A few years ago, as a gag, Ms. Palmer strummed a uke as she sang Radiohead's "Creep." But the performance was so starkly intense it could not remain a joke, and before long she had recorded an album: "Amanda Palmer Performs the Popular Hits of Radiohead on Her Magical Ukulele."
Eddie Vedder, of Pearl Jam, has an upcoming solo album, "Ukulele Songs." ("Truth in advertising," he says of the title.)
One of the uke's great advantages is that it's so easy to learn - it's said to be almost impossible to play it badly. Even when slightly off key, it serves as a blank canvas that can accent any voice. And in the right hands, it can strip a song to its skeletal core.
"Nobody picks up the ukulele who is later going to go back and Auto-Tune their vocals," said Stephin Merritt of Magnetic Fields, whose 1999 triple album, "69 Love Songs," featured the ukulele extensively and was a landmark in its revival. "It definitely sounds untrained, and therefore goes with untrained vocal styles."
The current ukulele craze is only the latest in its long history. A descendant of an instrument called the machete that Portuguese laborers brought to Hawaii in the 19th century, the ukulele made a mainland splash in 1915, at the Panama-Pacific International Exposition in San Francisco.
In 1999 a wistful version of "Over the Rainbow" by Israel Kamakawiwo'ole was used in a commercial for eToys, and sparked a ukulele ad frenzy.
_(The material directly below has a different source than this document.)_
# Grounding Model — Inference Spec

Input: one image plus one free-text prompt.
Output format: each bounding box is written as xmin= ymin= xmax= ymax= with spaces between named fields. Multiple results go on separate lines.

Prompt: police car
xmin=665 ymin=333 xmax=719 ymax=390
It's not hard to see the attraction. Ukes invoke innocence, sincerity and nostalgia for a pre-rock 'n' roll era.
And for advertisers, they offer instant humanization.
"It's shorthand for lightness of tone," said Jim Beloff, who wrote "The Ukulele: A Visual History." "It says, 'We're good guys at heart.'"
Local strumming societies have emerged, aided by the Internet. And the instrument has popped up in the indie-rock world: Mirah, Beirut, Dent May, Noah and the Whale, Buke and Gass, even a Neutral Milk Hotel tribute band called Neutral Uke Hotel.
(Paul McCartney paid tribute to the ukulele-loving George Harrison at the 2002 "Concert for George"; four years later Jake Shimabukuro's virtuoso "While My Guitar Gently Weeps" became a YouTube hit.)
"This is the age of the democratization of music," says Ms. Palmer. "And in a recession, when you have a $20 instrument and there's a big musical renaissance, anyone will want to join in."
Or, as Mr. Vedder put it, "My inspiration was to wrestle with the thing, to give it something different from the way it's been played before. Can I make this happy little instrument as depressed as I am?"